Scientists leave this week to try to reach the part of Antarctica uncovered by the world’s biggest iceberg, A-68.
The 5,800 sq km frozen slab broke away from the continent in 2017, exposing ocean floor that had been covered for at least 120,000 years.
A German-led expedition wants to see what’s living in this opened ecosystem.
The researchers will need luck on their side, however.

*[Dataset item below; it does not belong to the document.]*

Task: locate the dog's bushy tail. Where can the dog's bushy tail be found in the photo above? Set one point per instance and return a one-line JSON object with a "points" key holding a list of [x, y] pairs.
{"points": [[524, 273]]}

The region they are targeting in the Weddell Sea is notorious for thick sea-ice.
This could prevent their ship, RV Polarstern, from getting anywhere near their desired destination.
But if the team succeeds, it could catalogue a bounty of novel specimens, says Dr Huw Griffiths from the British Antarctic Survey (BAS).
“We’ve been studying Antarctica for a long time now, but even in areas we think we know pretty well – about 10% of what I find at the bottom of the sea is new to science. So, I’m expecting that in an area that no-one’s ever been to before – for that number to be much higher, and for there to be a wider variety of new species,” he told BBC News.
A-68 broke from the Larsen C Ice Shelf – an amalgam of glacier fronts that have flowed off the Antarctic Peninsula and lifted up to form a floating platform.
Species that persist under such shelves must do so in the absence of light. Survival means eating other organisms or scavenging the detritus that happens to drift under the platform on currents.
Polarstern’s biologists are expecting to find new types of worms, sea stars, brittle stars, sea-pigs and other sea cucumbers – the sorts of animals that will sift seafloor muds for a meal. But crustaceans, such as isopods and amphipods, will no doubt have found their niche as well.